Creating Strategies That Align With a New Market
The first step to building marketing strategies in today’s climate is to ensure that your initiatives for social engagement align with the way social content is consumed and shared. While this seems like an obvious strategy to many, you would be surprised to hear how many businesses build their social branding strategies based on what they have done previously for their traditional channels!

When it comes to determining the most effective placement for your logo, companies need to focus on three foundational pieces:

  • Developing Content that Carries
    Brands should always plan for their advertisements to have a second life on social. This requires examining not only how a logo will be consumed within a TV ad, but how that video will translate to viewers watching it on YouTube on their lunch break or as they scroll down their Instagram feed. While marketers should always make sure there is some sort of hook to draw viewers in, they should also be sure to ask themselves, if someone was to watch the first five seconds of this clip would they be aware of the brand? In many cases, companies will put out an entertaining video that earns thousands of views across social media, but the comparative brand exposure they receive is relatively small. This is because viewers are watching content in short clips before switching to something else and, in many cases, miss the branding all together!

    In the same realm, companies also need to find a balance when it comes to making their logo relevant within an ad. This involves toeing the line between a logo being too in the background or being so forward that the ad becomes more of a hard-sell than fun social content. In these cases, companies need to find ways to insert a logo that are relevant based on the scenario that is being portrayed. A great example of this has been seen with Old Spice’s “The Man Your Man Could Smell Like” campaign. While Old Spice is a well-established brand, greener companies can take notes from how they were able to strategically create fun and engaging content that was continually attached to the brand. Regardless of how long a viewer spent watching a specific video of the old spice man, they caught a glimpse of the logo and immediately related the content back to the brand. This was also done without a heavy direct sell in the ads, even though they did include the actual product!

  • Creating a unique method of tracking and measuring for each channel
    In the same way content must be in line with the way social users consume and share videos and photos, the way companies track and measure the presence of their logo should also align. Unfortunately, relying on more traditional tactics of general views to translate the overall value of content and a logo’s placement within it can actually cause brands to misinterpret their overall exposure. While 10,000 views on a video across Twitter, Instagram and YouTube can look great on paper, brands need to dig deeper to determine the true brand value. How long did each viewer watch for? In that period how many times did the brand logo appear?

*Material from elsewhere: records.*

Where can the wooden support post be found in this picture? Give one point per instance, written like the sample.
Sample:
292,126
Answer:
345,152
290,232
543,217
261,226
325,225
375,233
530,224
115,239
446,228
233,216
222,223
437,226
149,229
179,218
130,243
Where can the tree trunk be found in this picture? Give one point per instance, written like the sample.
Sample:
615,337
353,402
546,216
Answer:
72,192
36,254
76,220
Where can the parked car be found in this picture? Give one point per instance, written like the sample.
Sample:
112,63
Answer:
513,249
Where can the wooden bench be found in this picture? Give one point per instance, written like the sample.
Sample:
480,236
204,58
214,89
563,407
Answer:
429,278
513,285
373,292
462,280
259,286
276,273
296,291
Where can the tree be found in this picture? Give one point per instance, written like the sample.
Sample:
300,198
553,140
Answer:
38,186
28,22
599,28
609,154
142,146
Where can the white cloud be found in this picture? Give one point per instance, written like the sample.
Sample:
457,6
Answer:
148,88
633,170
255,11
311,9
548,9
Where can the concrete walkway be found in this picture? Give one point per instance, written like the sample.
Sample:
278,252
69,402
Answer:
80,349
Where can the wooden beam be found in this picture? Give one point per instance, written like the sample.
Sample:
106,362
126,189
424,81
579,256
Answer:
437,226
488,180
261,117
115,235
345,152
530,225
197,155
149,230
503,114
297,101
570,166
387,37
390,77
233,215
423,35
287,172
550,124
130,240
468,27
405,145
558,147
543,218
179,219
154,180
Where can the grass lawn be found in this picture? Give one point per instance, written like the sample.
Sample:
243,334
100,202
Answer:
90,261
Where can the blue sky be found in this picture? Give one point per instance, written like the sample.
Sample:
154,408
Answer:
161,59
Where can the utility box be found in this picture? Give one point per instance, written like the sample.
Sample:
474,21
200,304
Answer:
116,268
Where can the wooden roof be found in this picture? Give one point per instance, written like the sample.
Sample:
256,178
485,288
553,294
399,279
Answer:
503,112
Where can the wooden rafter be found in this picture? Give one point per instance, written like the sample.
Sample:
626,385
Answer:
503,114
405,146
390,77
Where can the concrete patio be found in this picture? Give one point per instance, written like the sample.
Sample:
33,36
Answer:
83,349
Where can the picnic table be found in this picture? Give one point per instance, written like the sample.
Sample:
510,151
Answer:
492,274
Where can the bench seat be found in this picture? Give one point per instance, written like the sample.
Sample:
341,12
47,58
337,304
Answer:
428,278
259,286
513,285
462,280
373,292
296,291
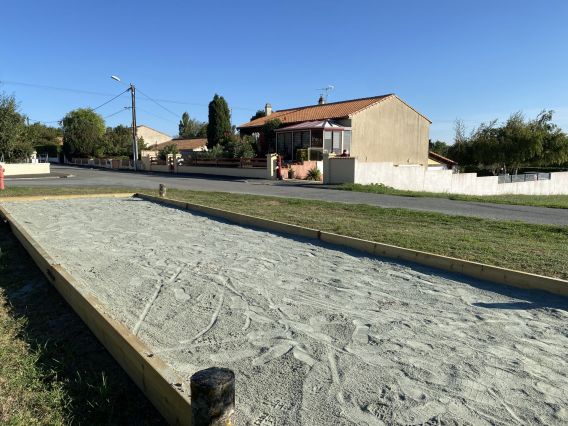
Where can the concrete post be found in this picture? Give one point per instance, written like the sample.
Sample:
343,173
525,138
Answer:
270,166
213,397
326,168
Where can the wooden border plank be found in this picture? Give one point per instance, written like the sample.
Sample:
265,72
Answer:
147,370
476,270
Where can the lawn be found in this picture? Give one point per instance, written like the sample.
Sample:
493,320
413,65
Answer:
553,201
53,371
539,249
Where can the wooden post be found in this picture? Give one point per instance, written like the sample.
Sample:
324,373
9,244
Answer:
213,397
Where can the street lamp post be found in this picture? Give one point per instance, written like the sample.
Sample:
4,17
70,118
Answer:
132,89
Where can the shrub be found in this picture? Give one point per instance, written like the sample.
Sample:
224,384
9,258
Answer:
313,174
168,149
302,154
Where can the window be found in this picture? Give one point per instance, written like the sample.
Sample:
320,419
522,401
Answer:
336,143
347,141
317,139
327,141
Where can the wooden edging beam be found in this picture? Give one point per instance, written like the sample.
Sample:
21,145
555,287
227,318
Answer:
476,270
64,197
147,370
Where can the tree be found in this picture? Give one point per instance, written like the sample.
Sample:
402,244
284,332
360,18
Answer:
439,147
117,142
15,145
260,113
41,135
191,128
83,131
168,149
219,126
516,143
241,147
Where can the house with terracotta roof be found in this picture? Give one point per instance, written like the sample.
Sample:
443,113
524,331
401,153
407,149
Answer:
152,137
375,129
185,147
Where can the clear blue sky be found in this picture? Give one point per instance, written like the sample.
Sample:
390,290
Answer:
474,60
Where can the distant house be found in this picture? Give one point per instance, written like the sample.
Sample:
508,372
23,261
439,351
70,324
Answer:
152,137
439,162
185,146
376,129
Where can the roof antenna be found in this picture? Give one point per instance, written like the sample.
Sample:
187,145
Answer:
324,93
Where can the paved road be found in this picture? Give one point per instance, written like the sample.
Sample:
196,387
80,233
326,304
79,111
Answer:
96,177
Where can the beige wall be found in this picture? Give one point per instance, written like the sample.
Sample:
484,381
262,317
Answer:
151,136
390,131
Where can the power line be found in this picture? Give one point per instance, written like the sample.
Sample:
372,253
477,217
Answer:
117,112
159,104
109,101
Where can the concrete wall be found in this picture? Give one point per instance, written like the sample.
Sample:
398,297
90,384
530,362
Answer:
20,169
223,171
390,131
338,170
417,178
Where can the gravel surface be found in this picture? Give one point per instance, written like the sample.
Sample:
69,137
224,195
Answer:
315,334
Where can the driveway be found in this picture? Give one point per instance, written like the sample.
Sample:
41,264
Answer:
100,177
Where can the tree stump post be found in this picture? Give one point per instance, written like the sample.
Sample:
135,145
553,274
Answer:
213,397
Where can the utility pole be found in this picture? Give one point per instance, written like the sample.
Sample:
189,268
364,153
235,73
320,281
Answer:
134,138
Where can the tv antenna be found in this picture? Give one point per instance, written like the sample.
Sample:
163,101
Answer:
324,91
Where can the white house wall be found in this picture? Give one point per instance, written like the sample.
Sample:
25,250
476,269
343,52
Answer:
417,178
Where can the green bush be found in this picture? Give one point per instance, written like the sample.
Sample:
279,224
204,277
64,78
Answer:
168,149
49,149
313,174
302,154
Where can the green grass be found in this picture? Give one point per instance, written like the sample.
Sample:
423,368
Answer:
553,201
52,369
540,249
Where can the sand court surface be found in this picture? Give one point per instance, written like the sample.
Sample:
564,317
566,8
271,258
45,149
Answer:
316,334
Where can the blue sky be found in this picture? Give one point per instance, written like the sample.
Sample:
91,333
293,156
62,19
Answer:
473,60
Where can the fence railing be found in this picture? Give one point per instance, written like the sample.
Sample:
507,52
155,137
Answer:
525,177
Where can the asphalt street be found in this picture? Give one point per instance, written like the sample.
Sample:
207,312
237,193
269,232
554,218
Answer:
311,191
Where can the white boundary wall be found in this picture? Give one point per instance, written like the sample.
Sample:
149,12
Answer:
418,178
21,169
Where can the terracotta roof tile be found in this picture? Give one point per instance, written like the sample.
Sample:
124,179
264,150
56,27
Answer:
183,143
318,112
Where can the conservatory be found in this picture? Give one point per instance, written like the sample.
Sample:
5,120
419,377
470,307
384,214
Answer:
310,139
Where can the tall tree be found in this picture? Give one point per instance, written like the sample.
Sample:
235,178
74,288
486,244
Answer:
190,127
83,131
439,147
219,126
14,141
258,114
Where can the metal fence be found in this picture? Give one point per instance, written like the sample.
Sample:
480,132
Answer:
524,177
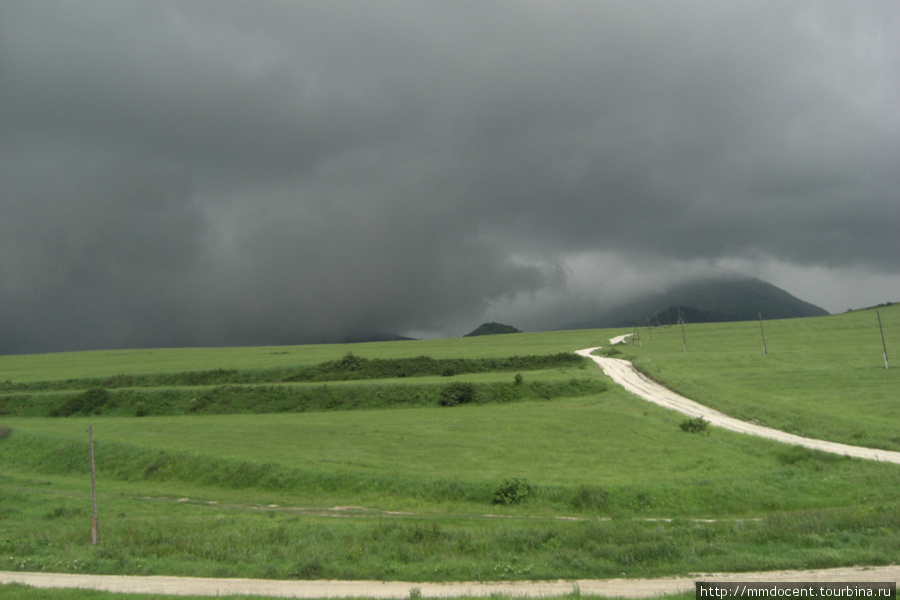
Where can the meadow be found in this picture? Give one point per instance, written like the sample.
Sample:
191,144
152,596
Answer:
547,471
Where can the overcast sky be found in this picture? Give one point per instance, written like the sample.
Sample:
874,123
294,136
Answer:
230,173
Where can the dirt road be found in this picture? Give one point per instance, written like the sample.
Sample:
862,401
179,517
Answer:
621,588
624,373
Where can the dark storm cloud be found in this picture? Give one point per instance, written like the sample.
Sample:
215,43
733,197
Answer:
270,172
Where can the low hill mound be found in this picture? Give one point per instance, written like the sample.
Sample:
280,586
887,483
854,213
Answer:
721,299
492,328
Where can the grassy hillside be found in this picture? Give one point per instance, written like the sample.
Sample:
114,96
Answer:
821,377
565,485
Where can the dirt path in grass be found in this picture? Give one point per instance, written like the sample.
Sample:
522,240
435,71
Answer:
619,588
624,373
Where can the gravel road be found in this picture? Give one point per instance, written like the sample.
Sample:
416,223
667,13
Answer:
621,588
624,373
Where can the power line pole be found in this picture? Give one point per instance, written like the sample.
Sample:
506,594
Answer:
765,350
878,314
95,530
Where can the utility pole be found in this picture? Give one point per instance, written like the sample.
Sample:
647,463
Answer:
765,350
878,314
95,531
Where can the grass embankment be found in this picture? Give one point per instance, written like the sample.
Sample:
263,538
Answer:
822,378
20,592
591,476
332,385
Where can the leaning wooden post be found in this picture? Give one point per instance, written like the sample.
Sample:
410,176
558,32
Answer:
765,350
95,530
878,314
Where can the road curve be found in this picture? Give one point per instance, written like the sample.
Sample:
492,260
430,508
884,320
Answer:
612,588
624,373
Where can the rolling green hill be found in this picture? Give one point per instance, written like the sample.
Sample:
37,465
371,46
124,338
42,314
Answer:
585,482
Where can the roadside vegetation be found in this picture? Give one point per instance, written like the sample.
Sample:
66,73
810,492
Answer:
585,481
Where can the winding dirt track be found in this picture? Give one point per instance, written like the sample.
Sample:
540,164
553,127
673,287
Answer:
624,373
620,371
621,588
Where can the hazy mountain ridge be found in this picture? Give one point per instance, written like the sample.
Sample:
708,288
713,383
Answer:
731,298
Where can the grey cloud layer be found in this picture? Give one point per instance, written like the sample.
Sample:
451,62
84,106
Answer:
271,172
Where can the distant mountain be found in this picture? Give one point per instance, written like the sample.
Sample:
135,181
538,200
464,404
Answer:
730,298
492,329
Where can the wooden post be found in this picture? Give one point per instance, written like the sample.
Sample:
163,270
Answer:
95,530
878,314
765,350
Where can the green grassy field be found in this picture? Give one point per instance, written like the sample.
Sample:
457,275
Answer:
584,482
823,378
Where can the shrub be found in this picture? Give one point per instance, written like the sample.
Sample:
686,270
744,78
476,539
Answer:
512,491
587,497
89,402
697,425
458,392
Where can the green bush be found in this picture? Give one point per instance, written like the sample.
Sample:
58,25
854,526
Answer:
588,497
512,491
697,425
89,402
457,393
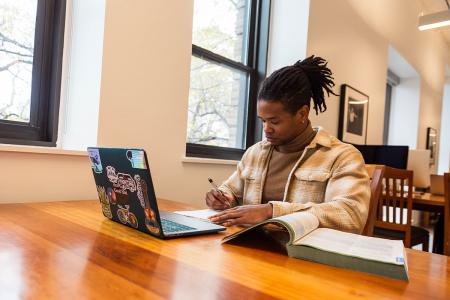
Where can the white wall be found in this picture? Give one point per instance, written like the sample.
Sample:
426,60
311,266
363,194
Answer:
354,36
404,116
444,140
82,74
357,56
288,19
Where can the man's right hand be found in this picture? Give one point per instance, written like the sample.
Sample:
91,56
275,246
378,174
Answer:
218,201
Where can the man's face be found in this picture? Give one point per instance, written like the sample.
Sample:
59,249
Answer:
280,126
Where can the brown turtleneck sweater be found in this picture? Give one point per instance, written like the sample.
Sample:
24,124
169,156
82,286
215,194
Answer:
282,161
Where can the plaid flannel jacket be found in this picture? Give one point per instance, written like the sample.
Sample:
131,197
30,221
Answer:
329,181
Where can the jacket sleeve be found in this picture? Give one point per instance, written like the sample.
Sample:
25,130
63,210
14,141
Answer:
234,185
347,195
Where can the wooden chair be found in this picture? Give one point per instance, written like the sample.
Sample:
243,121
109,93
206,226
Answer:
392,221
376,176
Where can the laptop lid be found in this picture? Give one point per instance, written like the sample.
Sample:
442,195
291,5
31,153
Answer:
125,188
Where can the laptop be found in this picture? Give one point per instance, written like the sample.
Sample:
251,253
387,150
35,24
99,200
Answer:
437,184
126,194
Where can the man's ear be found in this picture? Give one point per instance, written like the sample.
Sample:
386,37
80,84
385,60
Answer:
303,113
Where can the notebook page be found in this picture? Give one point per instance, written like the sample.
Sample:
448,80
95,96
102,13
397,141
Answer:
301,223
201,214
377,249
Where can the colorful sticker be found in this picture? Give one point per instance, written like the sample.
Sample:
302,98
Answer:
137,159
141,187
125,216
121,181
150,221
104,200
96,163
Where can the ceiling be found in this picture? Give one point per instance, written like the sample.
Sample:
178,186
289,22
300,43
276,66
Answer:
433,6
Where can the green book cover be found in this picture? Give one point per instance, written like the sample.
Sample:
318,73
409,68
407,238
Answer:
336,248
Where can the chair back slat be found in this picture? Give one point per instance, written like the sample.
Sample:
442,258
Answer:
375,173
396,195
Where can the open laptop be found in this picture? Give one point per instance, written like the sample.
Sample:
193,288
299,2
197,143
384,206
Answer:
127,196
437,184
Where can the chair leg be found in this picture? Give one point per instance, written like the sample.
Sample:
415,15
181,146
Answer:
425,245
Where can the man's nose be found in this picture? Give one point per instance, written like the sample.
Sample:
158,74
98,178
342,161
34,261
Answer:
267,129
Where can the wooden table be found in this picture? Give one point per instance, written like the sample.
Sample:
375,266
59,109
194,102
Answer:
435,203
68,250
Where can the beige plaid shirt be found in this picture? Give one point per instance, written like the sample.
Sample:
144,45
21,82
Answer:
329,181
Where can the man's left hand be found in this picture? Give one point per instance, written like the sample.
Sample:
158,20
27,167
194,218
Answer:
246,214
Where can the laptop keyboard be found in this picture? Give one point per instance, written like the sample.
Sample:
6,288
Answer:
169,226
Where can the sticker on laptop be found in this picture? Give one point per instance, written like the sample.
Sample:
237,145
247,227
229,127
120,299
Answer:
150,221
104,201
142,194
96,163
127,217
137,159
121,181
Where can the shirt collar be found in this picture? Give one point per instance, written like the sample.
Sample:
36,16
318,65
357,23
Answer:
322,138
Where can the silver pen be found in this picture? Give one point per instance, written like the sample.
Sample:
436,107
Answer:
214,185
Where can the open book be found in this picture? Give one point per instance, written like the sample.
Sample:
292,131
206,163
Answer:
332,247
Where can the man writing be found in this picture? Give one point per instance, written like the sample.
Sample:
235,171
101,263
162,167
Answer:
297,167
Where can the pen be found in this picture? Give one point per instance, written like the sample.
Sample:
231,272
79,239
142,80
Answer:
217,189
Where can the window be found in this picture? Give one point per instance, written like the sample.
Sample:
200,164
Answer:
229,49
31,44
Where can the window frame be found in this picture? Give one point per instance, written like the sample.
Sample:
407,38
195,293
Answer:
42,129
258,37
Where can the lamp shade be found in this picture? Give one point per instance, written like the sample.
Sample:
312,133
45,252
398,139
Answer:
439,19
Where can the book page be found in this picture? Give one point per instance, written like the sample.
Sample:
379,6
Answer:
301,223
389,251
201,213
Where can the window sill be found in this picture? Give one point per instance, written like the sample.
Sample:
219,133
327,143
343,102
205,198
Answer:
40,150
198,160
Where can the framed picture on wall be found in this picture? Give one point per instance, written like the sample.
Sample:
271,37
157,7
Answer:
353,115
432,144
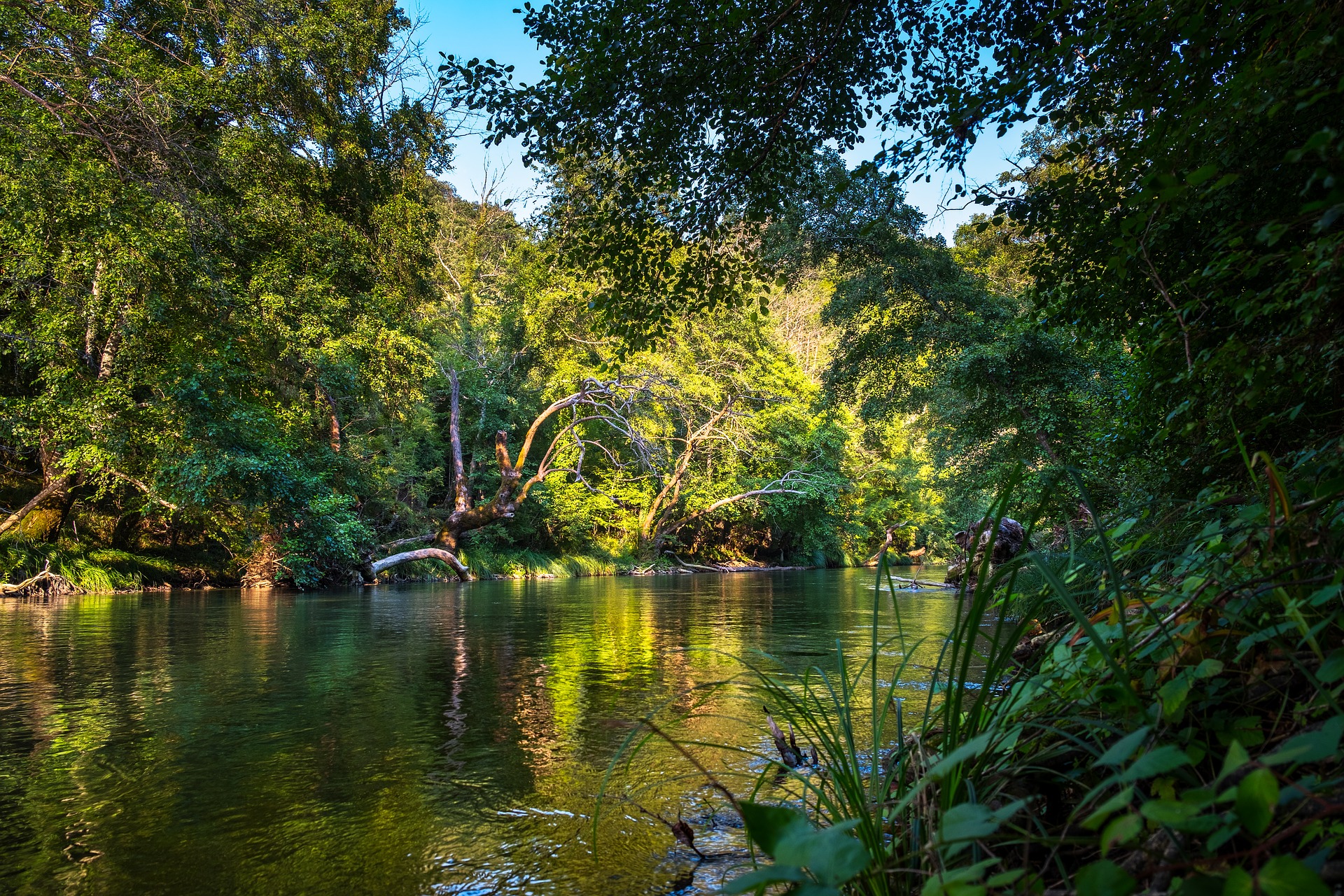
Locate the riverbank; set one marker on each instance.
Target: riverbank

    In addition to more specific tracking of a logo, businesses also need to develop a unique metric for how to assess the value of each appearance. In many cases this metric can differ based on the target audience demographic. In the case of millennials, companies can many times be up against ‘banner blindness,’ as this is a generation that is so accustomed to being inundated with ads they simply block them out. In these cases, general use of a logo, say at the beginning or end of a video may not prove to be as effective as a placement that helps to move the story line forward or adds an interesting caveat.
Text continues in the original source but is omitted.